Il bonus in questione riguarda una aggiunta economica all'erogazione di dicembre della normale pensione: si tratta di 154,94 euro erogati direttamente dall'ente previdenziale INPS insieme alla pensione minima a tutti quelli che la percepiscono. Questa cifra va ad aggiungersi all'erogazione di dicembre e alla relativa tredicesima, per questo motivo per i pensionati che ne beneficiano si tratta di una erogazione interessante, che può sostenere le spese natalizie.

Questo sostegno non è recente, perché esiste già da diversi anni, e garantisce un'aggiunta economica ai pensionati che si trovano a ricevere pensione minima, che quest'anno è fissata intorno a 515 euro. Questo importo dal 2022 cambierà leggermente, in base alle variazioni demografiche e del costo della vita.

Il ricalcolo delle pensioni garantirà ai pensionati con pensione minima un'aggiunta ulteriore ogni mese. Per quanto riguarda invece le riforme strutturali per le pensioni, il cambiamento più evidente apportato dalla Legge di Bilancio riguarderà l'eliminazione di Quota 100 e la sua sostituzione con Quota 102.

Bonus Natale: buoni spesa per le famiglie

Si parla anche di Bonus Natale per quanto riguarda alcuni sostegni destinati alle famiglie meno abbienti. In questo caso si tratta di erogazioni che vengono effettuate dai singoli comuni italiani, per cui esistono regole specifiche di accesso, diverse per ogni comune.

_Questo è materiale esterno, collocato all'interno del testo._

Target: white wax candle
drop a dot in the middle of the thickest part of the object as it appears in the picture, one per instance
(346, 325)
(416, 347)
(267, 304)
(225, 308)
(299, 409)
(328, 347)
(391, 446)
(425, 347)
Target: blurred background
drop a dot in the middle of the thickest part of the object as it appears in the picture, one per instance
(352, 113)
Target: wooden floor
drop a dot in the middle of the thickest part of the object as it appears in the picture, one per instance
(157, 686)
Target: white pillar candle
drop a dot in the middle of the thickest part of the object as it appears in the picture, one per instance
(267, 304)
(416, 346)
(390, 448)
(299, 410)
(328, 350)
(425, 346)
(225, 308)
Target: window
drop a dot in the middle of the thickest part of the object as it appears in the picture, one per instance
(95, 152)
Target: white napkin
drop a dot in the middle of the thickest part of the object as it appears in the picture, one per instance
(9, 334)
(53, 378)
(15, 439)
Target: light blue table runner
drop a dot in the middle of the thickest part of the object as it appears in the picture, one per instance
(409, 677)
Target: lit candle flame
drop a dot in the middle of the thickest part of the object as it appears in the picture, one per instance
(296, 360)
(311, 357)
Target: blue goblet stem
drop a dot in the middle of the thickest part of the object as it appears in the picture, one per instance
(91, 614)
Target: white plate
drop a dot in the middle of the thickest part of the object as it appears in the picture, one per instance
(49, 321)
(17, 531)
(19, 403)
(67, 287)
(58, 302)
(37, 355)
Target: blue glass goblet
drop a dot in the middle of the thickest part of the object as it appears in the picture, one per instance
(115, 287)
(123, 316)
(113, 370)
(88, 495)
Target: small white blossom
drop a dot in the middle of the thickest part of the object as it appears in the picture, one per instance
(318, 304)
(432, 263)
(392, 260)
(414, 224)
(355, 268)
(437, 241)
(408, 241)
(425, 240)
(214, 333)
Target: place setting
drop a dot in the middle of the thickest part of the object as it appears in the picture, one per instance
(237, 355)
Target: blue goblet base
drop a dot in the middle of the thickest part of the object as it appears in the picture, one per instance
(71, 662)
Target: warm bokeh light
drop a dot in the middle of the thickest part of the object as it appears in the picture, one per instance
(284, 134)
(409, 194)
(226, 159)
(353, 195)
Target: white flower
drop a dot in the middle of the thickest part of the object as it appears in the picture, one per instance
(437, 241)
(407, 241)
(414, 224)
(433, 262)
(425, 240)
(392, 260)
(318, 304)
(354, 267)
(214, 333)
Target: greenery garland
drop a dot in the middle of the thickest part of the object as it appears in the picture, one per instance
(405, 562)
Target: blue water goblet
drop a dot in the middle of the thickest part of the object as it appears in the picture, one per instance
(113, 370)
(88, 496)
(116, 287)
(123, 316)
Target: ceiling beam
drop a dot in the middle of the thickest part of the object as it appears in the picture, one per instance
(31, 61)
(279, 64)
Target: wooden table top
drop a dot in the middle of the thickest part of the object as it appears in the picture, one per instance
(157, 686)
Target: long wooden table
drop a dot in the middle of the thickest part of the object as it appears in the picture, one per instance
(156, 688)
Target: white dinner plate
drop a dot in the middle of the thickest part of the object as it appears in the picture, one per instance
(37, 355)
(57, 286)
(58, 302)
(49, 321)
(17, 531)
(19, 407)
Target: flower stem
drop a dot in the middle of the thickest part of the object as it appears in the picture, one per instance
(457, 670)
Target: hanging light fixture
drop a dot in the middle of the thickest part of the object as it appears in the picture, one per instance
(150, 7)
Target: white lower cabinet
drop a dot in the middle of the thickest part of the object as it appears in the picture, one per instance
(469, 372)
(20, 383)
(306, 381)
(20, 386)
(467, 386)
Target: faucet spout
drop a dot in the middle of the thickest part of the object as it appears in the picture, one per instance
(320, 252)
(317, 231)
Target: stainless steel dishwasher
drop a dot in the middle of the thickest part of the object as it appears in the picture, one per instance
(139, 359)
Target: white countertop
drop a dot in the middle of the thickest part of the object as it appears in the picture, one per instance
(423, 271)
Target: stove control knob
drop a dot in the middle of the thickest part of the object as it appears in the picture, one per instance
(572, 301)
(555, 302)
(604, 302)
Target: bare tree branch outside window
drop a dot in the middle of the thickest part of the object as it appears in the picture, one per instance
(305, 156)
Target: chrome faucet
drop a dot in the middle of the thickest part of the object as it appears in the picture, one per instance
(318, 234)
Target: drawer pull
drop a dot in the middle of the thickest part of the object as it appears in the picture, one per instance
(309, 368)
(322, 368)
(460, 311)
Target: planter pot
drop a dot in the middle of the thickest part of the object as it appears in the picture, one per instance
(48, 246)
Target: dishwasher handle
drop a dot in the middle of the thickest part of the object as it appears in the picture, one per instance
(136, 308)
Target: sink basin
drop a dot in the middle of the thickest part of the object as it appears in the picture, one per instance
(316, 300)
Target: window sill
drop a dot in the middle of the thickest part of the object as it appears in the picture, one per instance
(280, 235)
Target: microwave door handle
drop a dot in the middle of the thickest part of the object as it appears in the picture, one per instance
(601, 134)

Questi sostegni sono erogati per far fronte anche questo mese alle spese relative a beni di prima necessità da parte delle famiglie con reddito più basso  o in condizioni particolarmente svantaggiate. Anche per accedere a questo sostegno è opportuno informarsi al proprio Comune di residenza, chiedendo l'accesso nel momento in cui sono rispettati alcuni requisiti.

S tratta di requisiti di natura reddituale o patrimoniale, per cui i cittadini dovranno dimostrare di rientrare entro le soglie stabilite dai comuni. Il Bonus Natale in questo caso va a sostenere la difficile situazione economica di moltissime famiglie conseguentemente alla pandemia e alla crisi successiva. 

I buoni spesa sono disponibili in molte grandi città italiane, ma anche in piccoli comuni, e per poterli ricevere è necessario rispettare le regole proposte dai comuni.